Dziś tym tematem zajmowali się korycińscy radni. Przewodniczący Józef Gliński przypomniał zarzuty Centralnego Biura Antykorupcyjnego, odczytując dokumenty nadesłane na sesję: "Mirosław Lech otrzymywał 2200 zł brutto płatne co miesiąc, zajmował się rekrutacją i monitoringiem projektu "Kontrola zarządcza", finansowanego z Europejskiego Funduszu Społecznego, pod comiesięcznym nadzorem wykonawcy. Wójt nie może być zatrudniony w spółkach prawa handlowego. Ustawodawca nie przewidział tu żadnych wyjątków, a umowa nie musi mieć charakteru pracowniczego".
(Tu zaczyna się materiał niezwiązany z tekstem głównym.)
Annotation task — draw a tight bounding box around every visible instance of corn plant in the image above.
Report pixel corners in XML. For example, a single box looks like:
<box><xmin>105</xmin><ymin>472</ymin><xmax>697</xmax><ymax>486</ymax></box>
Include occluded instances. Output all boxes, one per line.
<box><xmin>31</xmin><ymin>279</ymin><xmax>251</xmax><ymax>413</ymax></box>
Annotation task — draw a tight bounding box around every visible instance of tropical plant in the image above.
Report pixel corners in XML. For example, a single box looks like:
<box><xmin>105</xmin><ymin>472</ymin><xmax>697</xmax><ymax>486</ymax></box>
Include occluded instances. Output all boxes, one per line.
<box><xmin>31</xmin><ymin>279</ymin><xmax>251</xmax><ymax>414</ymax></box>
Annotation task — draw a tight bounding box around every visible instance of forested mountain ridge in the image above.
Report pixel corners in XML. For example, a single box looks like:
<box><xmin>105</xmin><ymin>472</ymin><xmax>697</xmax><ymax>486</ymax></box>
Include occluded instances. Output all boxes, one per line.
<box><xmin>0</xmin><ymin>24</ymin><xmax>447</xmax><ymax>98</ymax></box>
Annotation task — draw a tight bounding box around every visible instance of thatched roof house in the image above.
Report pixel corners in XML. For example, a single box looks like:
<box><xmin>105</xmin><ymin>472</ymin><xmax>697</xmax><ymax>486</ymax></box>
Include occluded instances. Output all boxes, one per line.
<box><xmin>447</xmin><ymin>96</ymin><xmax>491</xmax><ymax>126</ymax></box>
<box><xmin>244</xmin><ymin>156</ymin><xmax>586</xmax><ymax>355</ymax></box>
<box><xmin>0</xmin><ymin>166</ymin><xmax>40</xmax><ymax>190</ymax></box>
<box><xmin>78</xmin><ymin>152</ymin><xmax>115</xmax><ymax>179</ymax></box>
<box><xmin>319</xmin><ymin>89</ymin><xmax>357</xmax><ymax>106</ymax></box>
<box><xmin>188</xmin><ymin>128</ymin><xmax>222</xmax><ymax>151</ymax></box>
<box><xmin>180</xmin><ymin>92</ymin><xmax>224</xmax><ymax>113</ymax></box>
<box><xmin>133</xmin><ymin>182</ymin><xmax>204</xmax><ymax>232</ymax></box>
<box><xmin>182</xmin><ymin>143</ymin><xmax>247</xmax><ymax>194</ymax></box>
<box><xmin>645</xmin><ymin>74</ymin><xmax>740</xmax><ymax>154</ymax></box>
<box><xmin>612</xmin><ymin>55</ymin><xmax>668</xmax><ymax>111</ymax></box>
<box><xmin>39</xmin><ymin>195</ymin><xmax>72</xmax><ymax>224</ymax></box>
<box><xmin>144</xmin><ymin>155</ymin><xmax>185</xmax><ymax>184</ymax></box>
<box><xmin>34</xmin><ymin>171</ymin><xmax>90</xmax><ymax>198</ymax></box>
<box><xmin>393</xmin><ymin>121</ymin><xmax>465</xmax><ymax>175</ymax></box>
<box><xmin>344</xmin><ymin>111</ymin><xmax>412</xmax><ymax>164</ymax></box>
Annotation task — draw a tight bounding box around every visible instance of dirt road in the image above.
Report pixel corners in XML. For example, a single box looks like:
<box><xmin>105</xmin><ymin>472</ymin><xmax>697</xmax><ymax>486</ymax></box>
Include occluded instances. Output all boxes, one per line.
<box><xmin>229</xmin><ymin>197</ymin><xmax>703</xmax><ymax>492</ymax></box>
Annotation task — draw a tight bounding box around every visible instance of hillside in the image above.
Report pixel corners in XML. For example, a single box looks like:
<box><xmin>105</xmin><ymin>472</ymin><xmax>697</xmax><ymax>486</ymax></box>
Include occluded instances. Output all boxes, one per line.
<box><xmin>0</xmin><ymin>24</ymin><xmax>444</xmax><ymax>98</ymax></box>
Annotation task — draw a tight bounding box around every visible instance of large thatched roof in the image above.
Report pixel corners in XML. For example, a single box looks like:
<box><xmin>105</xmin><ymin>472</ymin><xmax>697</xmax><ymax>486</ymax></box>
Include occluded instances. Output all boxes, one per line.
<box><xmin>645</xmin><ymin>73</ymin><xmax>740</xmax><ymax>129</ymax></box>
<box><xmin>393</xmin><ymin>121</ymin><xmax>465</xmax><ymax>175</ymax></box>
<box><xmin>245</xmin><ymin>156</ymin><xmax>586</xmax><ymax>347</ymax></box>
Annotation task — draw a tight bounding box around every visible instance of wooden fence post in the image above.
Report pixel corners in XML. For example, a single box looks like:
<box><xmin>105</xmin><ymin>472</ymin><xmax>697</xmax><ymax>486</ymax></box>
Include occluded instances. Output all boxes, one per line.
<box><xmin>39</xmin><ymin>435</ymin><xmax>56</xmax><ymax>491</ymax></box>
- Nasza Rada będzie musiała rozważyć trzy możliwości: przychylenie się do wniosku CBA, możemy też nic nie zrobić albo przyjąć uchwałę o niewygaszaniu mandatu - podsumował Józef Gliński.
- Nigdy nie promowałem spółki, zawsze działałem na rzecz Związku Gmin Wiejskich. W moim przekonaniu zarzut jest bezpodstawny - stwierdził Mirosław Lech.
- Co robiły służby wojewody? Dlaczego wcześniej nie było żadnych uwag? Teraz robi się wielką aferę o korupcję. Ja będę głosował przeciw wnioskowi CBA - stwierdził radny Jan Bojarzyński.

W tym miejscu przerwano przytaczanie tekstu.